Старков видит и слышит охотников, хотя находится от них на значительном расстоянии, - в хрустально-чистом воздухе далеко видно и слышно.

- Вот здесь, - говорит старший егерь, указывая на сугроб под грудой валежника.

- Выгоняйте! - приказал Великий князь и вынул портсигар. - И сразу все - прочь!

- Ваше Высочество, - осмелился сказать старший егерь. - Больно здоров зверь. Его в одиночку не возьмешь.

Великий князь вынул папиросу, чуть размял в длинных, сухих пальцах, прикурил от золотой зажигалки и выпустил облачко дыма.

- Делайте, как вам сказано.

- Ваше Высочество, - мнется старший егерь. - Ее Высочество не велели пускать вас одного.

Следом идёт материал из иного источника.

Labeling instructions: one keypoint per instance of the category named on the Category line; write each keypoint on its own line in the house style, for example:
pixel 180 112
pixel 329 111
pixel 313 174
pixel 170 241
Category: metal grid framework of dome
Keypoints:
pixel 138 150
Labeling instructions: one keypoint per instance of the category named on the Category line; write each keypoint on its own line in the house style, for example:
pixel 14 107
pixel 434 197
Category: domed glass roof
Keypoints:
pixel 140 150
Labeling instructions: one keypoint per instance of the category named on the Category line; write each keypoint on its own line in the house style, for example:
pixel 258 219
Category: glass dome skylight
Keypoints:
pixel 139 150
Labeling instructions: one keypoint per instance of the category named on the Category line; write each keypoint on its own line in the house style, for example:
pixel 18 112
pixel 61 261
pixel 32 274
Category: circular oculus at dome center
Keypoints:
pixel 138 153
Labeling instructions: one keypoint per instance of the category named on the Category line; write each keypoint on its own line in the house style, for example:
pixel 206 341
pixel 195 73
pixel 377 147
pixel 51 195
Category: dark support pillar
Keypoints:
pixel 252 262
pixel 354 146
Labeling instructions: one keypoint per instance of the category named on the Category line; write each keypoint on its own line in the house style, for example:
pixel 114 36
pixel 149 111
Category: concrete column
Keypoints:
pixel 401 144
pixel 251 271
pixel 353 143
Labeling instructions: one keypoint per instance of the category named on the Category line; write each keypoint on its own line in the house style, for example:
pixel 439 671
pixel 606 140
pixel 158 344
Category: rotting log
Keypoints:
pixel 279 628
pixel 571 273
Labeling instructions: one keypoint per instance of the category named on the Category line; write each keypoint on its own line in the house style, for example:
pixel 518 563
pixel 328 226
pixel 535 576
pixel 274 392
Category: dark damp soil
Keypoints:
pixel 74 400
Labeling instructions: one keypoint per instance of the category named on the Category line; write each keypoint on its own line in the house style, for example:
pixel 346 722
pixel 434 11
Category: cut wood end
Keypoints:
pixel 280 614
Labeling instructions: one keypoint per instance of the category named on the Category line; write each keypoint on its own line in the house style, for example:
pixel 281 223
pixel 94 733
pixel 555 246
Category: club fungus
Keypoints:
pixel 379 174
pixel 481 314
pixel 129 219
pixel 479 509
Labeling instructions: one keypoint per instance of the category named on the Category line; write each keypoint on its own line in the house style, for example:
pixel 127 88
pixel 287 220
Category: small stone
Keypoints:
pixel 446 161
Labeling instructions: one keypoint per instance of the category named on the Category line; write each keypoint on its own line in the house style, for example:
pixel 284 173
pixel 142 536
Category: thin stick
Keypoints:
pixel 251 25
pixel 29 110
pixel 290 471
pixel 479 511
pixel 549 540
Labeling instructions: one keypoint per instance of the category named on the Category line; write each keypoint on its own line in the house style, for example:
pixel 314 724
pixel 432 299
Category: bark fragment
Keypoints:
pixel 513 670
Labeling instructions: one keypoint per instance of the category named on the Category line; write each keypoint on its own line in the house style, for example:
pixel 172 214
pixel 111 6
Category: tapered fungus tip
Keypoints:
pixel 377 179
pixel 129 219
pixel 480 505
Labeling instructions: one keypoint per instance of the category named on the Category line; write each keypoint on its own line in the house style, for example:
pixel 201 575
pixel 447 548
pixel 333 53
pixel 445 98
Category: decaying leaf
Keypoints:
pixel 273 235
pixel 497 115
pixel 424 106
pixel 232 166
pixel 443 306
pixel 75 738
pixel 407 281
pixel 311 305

Послышался треск. Охотники дружно оглянулись.

Наступивший на ветку Старков едва успел распластаться на снегу.

- Отставить разговоры! - по-военному прикрикнул князь. - Подайте мне зверя, и все вон!

Егеря подчинились. Подошли к берлоге и стали тыкать туда рогатинами.

Великий князь спокойно курил.

Медведь не подавал признаков жизни.

- Выкурить его! - приказал Великий князь.

Егеря сварганили факел и, запалив, сунули в берлогу. Оттуда повалил дым, но зверь не появился, даже голоса не подал.

- Сдох он, что ли? - раздраженно сказал князь.

Отстранив егерей, он своей рогатиной прощупал берлогу.

- Да его там в помине нет, - сказал насмешливо. - Эх вы, растяпы! Упустили зверя.

- Третьего дни еще был, - сконфуженно произнес егерь. - Неужто проснулся и ушел? Тогда беда. Медведь-шатун - сатана леса.

Старков поднялся и, скрываясь за деревьями, кустами, где, пригибаясь, где чуть не ползком, стал пробираться к охотникам.

Новый близкий шум ударил по нервам. Он припал к земле.

Прямо на него - так показалось с испугу - пер огромный медведь. Он то ковылял на всех косых четырех, то вставал на задние лапы, издавая глухое, клокочущее рычание, с тоскливым, жалобным подвывом.

Ему по пути попался куст калины с пунцовыми ягодами. Голодный зверь начал объедать ягоды, затем вырвал куст из земли и стал пожирать ветви, смерзшиеся комья снега, корни с землей.

Охотники услышали медведя.

- Идет! - с почтительным трепетом сказал старший егерь. - Шатун. Ох и лют голодный медведь!

- А верно, что он гвозди глотает, подковы? - спокойно спросил Великий князь.

- Хушь топор, хушь бритву, - подтвердил старший егерь. - Ему лишь бы брюхо пустое набить. На шатуна с рогатиной не ходят. Мы его жаканом возьмем или картечью.